“Well, old man,” said Wilson, “are you ready to move along?”
“Riley,” answered the mountaineer without turning his head, “ef you don’t mind, I’m goin’ to stay here a spell longer. I don’t know how long I may be here, ’cause I aim to wait until this here critter stops spinnin’ this wheel around so I can git a good look at it. I’ve seen some peart squirrels caged up, in my time, but this shore must be the peartest one that ever was ketched.”
§ 345 The Triumph of the Novice
By way of a beginning, it is incumbent to me to explain that the negroes of the Coast country of South Carolina and Georgia have a distinctive patois which differs radically from the speech of members of their own race up country. “Gullah talk,” as it is called, has but one gender—the masculine. Everything—a man, a woman, a bull, a cow—is “he.”
With this bit of explanation we may proceed.
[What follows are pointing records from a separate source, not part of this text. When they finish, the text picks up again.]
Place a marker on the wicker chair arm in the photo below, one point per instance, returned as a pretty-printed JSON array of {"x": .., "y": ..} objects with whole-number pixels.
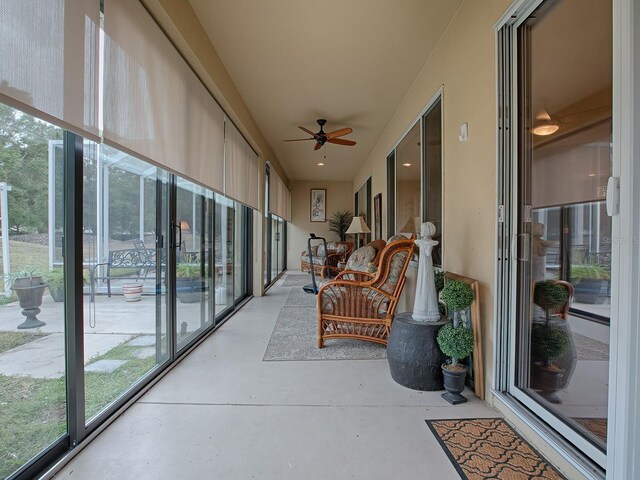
[
  {"x": 354, "y": 299},
  {"x": 359, "y": 276}
]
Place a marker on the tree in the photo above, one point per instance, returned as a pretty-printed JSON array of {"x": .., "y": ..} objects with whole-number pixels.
[{"x": 24, "y": 143}]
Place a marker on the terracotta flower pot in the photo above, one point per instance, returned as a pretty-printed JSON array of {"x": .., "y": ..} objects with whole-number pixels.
[
  {"x": 454, "y": 377},
  {"x": 132, "y": 292}
]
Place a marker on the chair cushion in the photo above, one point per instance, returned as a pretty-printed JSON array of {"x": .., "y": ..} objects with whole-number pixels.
[
  {"x": 361, "y": 260},
  {"x": 395, "y": 269}
]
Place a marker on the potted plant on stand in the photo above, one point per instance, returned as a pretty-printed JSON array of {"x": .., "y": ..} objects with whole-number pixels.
[
  {"x": 549, "y": 341},
  {"x": 29, "y": 288},
  {"x": 455, "y": 339}
]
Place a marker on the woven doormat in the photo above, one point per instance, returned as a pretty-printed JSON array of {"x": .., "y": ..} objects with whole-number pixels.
[{"x": 484, "y": 448}]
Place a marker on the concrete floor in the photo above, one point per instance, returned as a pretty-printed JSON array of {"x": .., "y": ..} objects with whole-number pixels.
[{"x": 224, "y": 413}]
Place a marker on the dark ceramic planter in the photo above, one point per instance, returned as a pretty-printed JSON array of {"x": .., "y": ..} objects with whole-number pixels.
[
  {"x": 29, "y": 291},
  {"x": 454, "y": 385},
  {"x": 413, "y": 353}
]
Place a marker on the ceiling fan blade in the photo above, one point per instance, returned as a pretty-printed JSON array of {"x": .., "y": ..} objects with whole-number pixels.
[
  {"x": 341, "y": 141},
  {"x": 307, "y": 131},
  {"x": 339, "y": 133}
]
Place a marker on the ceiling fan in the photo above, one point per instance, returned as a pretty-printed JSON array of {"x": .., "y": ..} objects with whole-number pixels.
[{"x": 323, "y": 137}]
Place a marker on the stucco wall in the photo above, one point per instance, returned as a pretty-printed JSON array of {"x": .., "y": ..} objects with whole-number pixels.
[
  {"x": 339, "y": 197},
  {"x": 464, "y": 65}
]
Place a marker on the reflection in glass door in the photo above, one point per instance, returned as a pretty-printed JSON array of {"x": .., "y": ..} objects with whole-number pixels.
[
  {"x": 564, "y": 235},
  {"x": 193, "y": 234},
  {"x": 224, "y": 263},
  {"x": 125, "y": 331}
]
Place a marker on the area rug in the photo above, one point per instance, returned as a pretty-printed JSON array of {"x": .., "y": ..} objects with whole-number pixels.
[
  {"x": 295, "y": 336},
  {"x": 297, "y": 280},
  {"x": 597, "y": 426},
  {"x": 483, "y": 448},
  {"x": 588, "y": 348}
]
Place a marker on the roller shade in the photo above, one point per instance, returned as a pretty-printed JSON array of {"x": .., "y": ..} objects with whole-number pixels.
[
  {"x": 241, "y": 168},
  {"x": 279, "y": 196},
  {"x": 49, "y": 61},
  {"x": 154, "y": 105}
]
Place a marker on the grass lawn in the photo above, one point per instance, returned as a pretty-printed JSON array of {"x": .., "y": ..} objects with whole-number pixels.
[{"x": 33, "y": 410}]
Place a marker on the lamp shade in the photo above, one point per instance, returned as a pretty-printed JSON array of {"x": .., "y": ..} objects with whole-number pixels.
[
  {"x": 412, "y": 225},
  {"x": 358, "y": 226}
]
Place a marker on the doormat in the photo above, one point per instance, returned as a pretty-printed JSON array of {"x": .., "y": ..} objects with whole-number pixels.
[
  {"x": 597, "y": 426},
  {"x": 488, "y": 448}
]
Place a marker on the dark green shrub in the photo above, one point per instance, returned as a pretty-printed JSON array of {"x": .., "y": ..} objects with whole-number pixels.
[
  {"x": 439, "y": 281},
  {"x": 455, "y": 342},
  {"x": 548, "y": 341},
  {"x": 550, "y": 295},
  {"x": 457, "y": 295}
]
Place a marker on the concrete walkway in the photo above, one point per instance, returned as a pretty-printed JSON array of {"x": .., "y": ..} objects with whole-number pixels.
[{"x": 108, "y": 322}]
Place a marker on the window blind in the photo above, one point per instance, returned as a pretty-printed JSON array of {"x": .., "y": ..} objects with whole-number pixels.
[
  {"x": 154, "y": 105},
  {"x": 241, "y": 168},
  {"x": 279, "y": 197},
  {"x": 49, "y": 61}
]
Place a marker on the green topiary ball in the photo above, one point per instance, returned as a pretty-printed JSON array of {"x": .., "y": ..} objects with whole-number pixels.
[
  {"x": 457, "y": 295},
  {"x": 439, "y": 281},
  {"x": 548, "y": 341},
  {"x": 455, "y": 342},
  {"x": 550, "y": 295}
]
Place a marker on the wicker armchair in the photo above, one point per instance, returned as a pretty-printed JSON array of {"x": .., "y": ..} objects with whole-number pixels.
[{"x": 364, "y": 310}]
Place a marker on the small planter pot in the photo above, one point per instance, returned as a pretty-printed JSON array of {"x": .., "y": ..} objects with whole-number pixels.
[
  {"x": 132, "y": 292},
  {"x": 29, "y": 291},
  {"x": 454, "y": 384}
]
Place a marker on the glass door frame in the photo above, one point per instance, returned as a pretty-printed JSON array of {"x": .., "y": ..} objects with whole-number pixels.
[{"x": 624, "y": 405}]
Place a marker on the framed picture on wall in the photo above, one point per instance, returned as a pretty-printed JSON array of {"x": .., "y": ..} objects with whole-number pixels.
[
  {"x": 318, "y": 206},
  {"x": 377, "y": 217}
]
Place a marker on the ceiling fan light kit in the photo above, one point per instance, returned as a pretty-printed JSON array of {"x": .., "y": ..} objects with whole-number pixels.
[
  {"x": 322, "y": 137},
  {"x": 545, "y": 127}
]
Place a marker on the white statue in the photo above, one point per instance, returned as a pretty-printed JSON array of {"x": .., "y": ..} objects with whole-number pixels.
[{"x": 425, "y": 306}]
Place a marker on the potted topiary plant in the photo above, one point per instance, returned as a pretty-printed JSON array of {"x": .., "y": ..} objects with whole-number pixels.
[
  {"x": 549, "y": 341},
  {"x": 339, "y": 223},
  {"x": 455, "y": 339},
  {"x": 588, "y": 279},
  {"x": 29, "y": 288}
]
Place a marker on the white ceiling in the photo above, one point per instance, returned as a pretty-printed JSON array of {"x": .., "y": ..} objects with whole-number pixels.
[{"x": 295, "y": 61}]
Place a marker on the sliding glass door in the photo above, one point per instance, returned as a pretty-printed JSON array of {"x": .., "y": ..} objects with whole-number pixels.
[
  {"x": 564, "y": 234},
  {"x": 193, "y": 243}
]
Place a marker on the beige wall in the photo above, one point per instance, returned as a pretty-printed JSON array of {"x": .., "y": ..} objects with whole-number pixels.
[
  {"x": 181, "y": 25},
  {"x": 339, "y": 197},
  {"x": 463, "y": 64}
]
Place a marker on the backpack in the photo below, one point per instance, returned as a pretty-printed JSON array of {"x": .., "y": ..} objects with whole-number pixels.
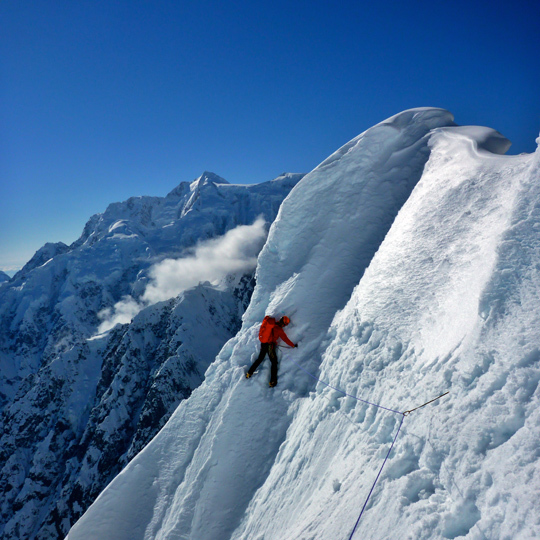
[{"x": 265, "y": 333}]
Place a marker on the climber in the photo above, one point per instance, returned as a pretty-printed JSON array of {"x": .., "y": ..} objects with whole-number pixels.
[{"x": 271, "y": 330}]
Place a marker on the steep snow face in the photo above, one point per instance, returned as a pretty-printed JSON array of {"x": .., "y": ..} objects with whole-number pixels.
[
  {"x": 240, "y": 460},
  {"x": 59, "y": 293},
  {"x": 449, "y": 302},
  {"x": 76, "y": 409}
]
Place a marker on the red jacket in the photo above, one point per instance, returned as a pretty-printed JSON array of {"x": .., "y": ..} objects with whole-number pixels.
[{"x": 278, "y": 332}]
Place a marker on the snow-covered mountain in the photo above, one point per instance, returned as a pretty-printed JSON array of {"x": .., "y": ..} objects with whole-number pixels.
[
  {"x": 408, "y": 262},
  {"x": 77, "y": 406}
]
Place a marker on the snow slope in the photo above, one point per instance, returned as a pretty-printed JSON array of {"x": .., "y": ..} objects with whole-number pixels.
[
  {"x": 402, "y": 282},
  {"x": 74, "y": 409}
]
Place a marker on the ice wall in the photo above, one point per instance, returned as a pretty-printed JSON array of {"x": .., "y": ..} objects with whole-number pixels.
[{"x": 448, "y": 301}]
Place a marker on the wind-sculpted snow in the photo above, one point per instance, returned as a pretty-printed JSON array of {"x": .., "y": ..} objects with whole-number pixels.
[
  {"x": 77, "y": 409},
  {"x": 241, "y": 460},
  {"x": 442, "y": 296}
]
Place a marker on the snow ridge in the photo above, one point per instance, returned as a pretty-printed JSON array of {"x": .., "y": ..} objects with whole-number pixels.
[
  {"x": 408, "y": 263},
  {"x": 76, "y": 409}
]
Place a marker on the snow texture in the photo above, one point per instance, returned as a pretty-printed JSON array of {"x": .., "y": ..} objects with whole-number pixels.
[
  {"x": 408, "y": 263},
  {"x": 75, "y": 407}
]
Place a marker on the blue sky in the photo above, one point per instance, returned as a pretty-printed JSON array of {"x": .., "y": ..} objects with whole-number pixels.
[{"x": 103, "y": 100}]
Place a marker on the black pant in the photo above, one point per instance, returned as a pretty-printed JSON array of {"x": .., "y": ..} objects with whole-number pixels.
[{"x": 269, "y": 348}]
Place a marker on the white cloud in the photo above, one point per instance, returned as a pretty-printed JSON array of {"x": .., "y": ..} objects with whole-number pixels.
[{"x": 212, "y": 260}]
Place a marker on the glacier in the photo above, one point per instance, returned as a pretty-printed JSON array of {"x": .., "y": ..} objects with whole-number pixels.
[
  {"x": 408, "y": 263},
  {"x": 76, "y": 406}
]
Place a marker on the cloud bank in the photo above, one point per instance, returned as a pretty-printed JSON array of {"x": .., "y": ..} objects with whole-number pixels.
[{"x": 212, "y": 260}]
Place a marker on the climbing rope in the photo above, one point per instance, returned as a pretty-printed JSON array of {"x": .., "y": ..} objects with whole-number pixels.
[{"x": 402, "y": 414}]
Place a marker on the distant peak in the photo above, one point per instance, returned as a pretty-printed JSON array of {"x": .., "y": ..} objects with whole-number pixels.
[{"x": 208, "y": 176}]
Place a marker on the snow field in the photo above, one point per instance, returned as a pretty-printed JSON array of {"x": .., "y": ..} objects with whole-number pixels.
[
  {"x": 395, "y": 297},
  {"x": 433, "y": 274}
]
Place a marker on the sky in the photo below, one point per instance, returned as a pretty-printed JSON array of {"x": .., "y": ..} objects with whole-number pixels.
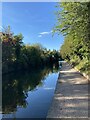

An Englishman, desirous of killing some big game during his visit to America, accepted the invitation to visit a plantation-owner on one of the sea islands lying below Charleston. In honor of the visitor a deer drive was arranged.
The Britisher, chaperoned by an old negro man, was assigned to a “stand” on one of the best “runs.” Beforehand he had been told to shoot only at bucks, as the does enjoyed protection.
Presently, to the ears of the nervous Englishman where he crouched with his black companion in a thicket, came the sound of the hounds’ baying. The dogs had found a fresh trail. They were drawing nearer and nearer.
Suddenly, fifty yards away across an open glade, a darting patch of tawny brown showed in the undergrowth. The Englishman fired, and a convulsive thumping in the brush told him that he had not missed.
The old negro left his covert and ran forward to see what it was that had been shot.
“Did I kill him?” called the excited amateur.